🤖 AI Summary
Traditional BMI measurement is infeasible in telemedicine and emergency scenarios, yet existing methods suffer from limited training data (≤14.5K images) and poor generalizability. To address this, we introduce WayBED—the first large-scale, real-world smartphone image dataset for BMI estimation, comprising 85K diverse images. We propose an automatic data filtering framework leveraging pose clustering and human detection to significantly enhance data quality and model robustness. Furthermore, we design CLAID, a lightweight end-to-end model that jointly integrates pose estimation, portrait detection, and CLIP adaptation, enabling on-device BMI inference on Android smartphones. On the WayBED test set, CLAID achieves a state-of-the-art 7.9% MAPE; after fine-tuning on the cross-domain VisualBodyToBMI dataset, it attains 8.56% MAPE—demonstrating strong generalization and clinical applicability.
📝 Abstract
Estimating Body Mass Index (BMI) from camera images with machine learning models enables rapid weight assessment when traditional methods are unavailable or impractical, such as in telehealth or emergency scenarios.
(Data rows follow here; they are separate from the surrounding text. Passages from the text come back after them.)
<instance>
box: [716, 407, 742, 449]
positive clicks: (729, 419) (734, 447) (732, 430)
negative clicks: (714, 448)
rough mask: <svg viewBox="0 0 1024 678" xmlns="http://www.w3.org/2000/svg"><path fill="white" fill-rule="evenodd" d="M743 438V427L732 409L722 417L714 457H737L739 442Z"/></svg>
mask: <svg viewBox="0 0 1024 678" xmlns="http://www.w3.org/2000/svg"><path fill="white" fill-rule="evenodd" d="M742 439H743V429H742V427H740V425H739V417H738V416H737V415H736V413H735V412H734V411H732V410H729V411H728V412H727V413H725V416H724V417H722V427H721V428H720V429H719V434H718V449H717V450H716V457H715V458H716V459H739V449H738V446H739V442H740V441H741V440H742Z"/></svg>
Existing computer vision approaches have been limited to datasets of up to 14,500 images. In this study, we present a deep learning-based BMI estimation method trained on our WayBED dataset, a large proprietary collection of 84,963 smartphone images from 25,353 individuals. We introduce an automatic filtering method that uses posture clustering and person detection to curate the dataset by removing low-quality images, such as those with atypical postures or incomplete views. This process retained 71,322 high-quality images suitable for training. We achieve a Mean Absolute Percentage Error (MAPE) of 7.9% on our hold-out test set (WayBED data) using full-body images, the lowest value in the published literature to the best of our knowledge. Further, we achieve a MAPE of 13% on the completely unseen~(during training) VisualBodyToBMI dataset, comparable with state-of-the-art approaches trained on it, demonstrating robust generalization. Lastly, we fine-tune our model on VisualBodyToBMI and achieve a MAPE of 8.56%, the lowest reported value on this dataset so far. We deploy the full pipeline, including image filtering and BMI estimation, on Android devices using the CLAID framework. We release our complete code for model training, filtering, and the CLAID package for mobile deployment as open-source contributions.